By Shannon Cavanaugh

There’s a reason you get docked a point on physics exams if you forget units. As it turns out, units are very important in physics problems as well as in real life. This week, after acquiring utility records for Pauley Pavilion, we were tasked with beginning our data analysis by graphing utility use and trends over a twenty-month period. The data, with values for monthly use of water, firm gas, chilled water, steam, electricity and heating/cooling degree days, provided us with everything we needed to begin graphing and analyzing energy use—or so we thought.

The spreadsheet of values collected from meters in and around the building lacked units. With our contact in facilities providing as much information about the meters and their values as possible, we were still left with some questions about the measurements. As we learned with the help of our stakeholder, utilities are often consumed at rates too high for common SI units, especially for a building as large and energy-intensive as Pauley. Some of the units seem totally random, such as measuring chilled water in ton-hours, referring to the cooling required to freeze a metric ton of ice in 24 hours.
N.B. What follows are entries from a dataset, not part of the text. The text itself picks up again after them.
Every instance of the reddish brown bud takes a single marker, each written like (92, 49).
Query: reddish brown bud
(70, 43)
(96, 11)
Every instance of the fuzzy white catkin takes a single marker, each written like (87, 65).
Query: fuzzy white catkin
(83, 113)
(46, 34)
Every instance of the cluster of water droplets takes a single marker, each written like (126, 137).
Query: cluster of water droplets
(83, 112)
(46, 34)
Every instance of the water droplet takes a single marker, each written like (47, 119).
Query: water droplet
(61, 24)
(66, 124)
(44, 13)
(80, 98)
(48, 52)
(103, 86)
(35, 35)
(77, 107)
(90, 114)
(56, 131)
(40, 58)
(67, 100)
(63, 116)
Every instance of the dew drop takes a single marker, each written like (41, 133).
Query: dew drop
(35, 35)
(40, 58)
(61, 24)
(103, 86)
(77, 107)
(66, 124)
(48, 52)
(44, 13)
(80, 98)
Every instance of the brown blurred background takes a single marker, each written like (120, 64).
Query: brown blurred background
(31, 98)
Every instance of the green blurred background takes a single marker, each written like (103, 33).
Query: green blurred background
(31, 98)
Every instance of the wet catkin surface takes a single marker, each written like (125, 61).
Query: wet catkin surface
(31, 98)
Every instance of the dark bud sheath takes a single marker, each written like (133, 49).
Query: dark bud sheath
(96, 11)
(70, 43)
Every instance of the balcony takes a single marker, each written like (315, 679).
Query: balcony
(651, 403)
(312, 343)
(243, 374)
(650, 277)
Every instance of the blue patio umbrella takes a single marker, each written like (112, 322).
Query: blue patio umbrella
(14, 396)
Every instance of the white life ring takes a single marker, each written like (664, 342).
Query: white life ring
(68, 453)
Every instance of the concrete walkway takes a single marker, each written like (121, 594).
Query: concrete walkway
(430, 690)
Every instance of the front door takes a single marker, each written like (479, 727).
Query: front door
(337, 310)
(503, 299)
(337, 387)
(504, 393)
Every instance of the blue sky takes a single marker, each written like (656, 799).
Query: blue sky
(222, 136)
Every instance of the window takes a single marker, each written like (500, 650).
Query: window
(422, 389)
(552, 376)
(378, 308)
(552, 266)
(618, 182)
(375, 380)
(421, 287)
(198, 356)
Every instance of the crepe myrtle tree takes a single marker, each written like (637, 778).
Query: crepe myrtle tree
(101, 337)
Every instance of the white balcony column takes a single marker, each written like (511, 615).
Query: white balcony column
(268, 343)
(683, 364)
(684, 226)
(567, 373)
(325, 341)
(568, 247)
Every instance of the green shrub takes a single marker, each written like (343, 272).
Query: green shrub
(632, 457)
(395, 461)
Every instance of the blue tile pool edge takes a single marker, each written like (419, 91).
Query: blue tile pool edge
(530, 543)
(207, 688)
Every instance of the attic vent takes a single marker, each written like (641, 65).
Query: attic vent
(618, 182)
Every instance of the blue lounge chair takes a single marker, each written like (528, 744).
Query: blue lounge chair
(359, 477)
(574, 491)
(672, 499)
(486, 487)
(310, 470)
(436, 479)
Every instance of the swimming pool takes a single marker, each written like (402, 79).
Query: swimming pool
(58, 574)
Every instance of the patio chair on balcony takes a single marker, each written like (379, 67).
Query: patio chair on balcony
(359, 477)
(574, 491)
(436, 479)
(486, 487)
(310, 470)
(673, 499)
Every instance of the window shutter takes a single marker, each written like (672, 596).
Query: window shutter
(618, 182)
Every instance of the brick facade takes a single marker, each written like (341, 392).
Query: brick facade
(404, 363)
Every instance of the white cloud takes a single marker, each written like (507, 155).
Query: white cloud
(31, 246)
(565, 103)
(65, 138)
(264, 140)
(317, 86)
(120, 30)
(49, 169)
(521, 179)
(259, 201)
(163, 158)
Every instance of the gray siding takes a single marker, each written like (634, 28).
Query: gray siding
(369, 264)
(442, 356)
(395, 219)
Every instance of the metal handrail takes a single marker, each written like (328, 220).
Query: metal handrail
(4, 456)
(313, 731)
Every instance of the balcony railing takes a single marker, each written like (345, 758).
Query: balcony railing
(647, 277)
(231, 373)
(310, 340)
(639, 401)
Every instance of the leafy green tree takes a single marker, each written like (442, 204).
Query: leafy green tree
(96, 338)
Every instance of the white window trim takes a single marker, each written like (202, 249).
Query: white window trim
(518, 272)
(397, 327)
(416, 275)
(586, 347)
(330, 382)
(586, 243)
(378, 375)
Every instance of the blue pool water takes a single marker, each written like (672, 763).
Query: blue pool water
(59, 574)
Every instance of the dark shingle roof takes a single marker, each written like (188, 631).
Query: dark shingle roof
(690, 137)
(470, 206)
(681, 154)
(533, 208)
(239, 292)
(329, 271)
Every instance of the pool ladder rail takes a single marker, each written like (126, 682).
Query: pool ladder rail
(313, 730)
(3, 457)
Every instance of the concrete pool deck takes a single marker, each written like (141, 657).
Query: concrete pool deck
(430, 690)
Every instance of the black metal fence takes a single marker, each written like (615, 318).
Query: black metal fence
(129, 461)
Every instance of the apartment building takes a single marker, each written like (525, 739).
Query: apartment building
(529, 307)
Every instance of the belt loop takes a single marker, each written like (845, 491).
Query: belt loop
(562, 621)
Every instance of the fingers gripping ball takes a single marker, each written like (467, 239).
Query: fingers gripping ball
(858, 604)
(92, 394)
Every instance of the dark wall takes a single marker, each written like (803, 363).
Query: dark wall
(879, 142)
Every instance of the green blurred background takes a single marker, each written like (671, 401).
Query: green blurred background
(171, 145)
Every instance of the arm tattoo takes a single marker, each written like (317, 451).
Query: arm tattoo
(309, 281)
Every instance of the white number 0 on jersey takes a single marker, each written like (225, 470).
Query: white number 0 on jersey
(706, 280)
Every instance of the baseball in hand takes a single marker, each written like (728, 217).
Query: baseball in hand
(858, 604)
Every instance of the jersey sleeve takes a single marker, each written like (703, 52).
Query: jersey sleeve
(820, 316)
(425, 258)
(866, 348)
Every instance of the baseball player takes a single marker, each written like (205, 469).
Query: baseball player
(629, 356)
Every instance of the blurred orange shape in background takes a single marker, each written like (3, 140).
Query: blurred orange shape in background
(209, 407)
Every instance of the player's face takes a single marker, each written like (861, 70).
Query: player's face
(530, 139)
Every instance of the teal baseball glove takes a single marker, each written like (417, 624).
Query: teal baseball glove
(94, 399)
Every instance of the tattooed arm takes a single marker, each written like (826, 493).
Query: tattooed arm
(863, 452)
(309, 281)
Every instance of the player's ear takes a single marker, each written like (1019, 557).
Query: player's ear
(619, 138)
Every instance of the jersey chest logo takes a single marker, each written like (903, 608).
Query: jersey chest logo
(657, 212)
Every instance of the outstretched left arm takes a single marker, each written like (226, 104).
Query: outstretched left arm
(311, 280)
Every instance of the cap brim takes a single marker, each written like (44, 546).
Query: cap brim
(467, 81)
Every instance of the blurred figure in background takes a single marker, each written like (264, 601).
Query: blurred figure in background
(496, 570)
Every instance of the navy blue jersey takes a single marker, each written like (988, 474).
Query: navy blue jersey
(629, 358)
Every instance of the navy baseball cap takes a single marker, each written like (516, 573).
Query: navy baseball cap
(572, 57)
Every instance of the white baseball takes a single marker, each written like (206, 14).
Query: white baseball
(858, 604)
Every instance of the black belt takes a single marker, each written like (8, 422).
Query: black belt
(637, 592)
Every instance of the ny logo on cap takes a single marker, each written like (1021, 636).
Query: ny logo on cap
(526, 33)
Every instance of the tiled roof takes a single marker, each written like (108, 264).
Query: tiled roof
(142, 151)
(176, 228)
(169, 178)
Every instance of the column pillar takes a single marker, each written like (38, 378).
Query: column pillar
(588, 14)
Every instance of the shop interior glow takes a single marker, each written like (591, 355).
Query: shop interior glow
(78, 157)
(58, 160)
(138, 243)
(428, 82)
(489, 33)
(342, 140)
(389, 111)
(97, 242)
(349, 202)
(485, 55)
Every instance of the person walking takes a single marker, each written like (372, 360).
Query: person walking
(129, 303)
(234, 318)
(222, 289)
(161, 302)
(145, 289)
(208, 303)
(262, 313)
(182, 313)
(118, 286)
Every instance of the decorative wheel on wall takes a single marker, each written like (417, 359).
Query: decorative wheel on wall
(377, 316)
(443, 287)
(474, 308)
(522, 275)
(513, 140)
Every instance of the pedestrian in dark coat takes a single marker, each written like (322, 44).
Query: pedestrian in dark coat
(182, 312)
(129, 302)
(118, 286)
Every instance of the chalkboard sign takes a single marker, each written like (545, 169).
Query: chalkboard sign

As we converted the values and graphed against time and cost we began to get a picture of Pauley’s utility consumption and gaps in data that require more investigation. However, in one instance, we utilized the 3rd-grade math technique of reasonableness to decide that the units we used were incorrect when a calculation projected a bill of $1 million for a month of water use. With the units finally cleared up for this dataset we definitely don’t take units for granted anymore, and we’ve learned that a small notation may save a lot of frustration later on.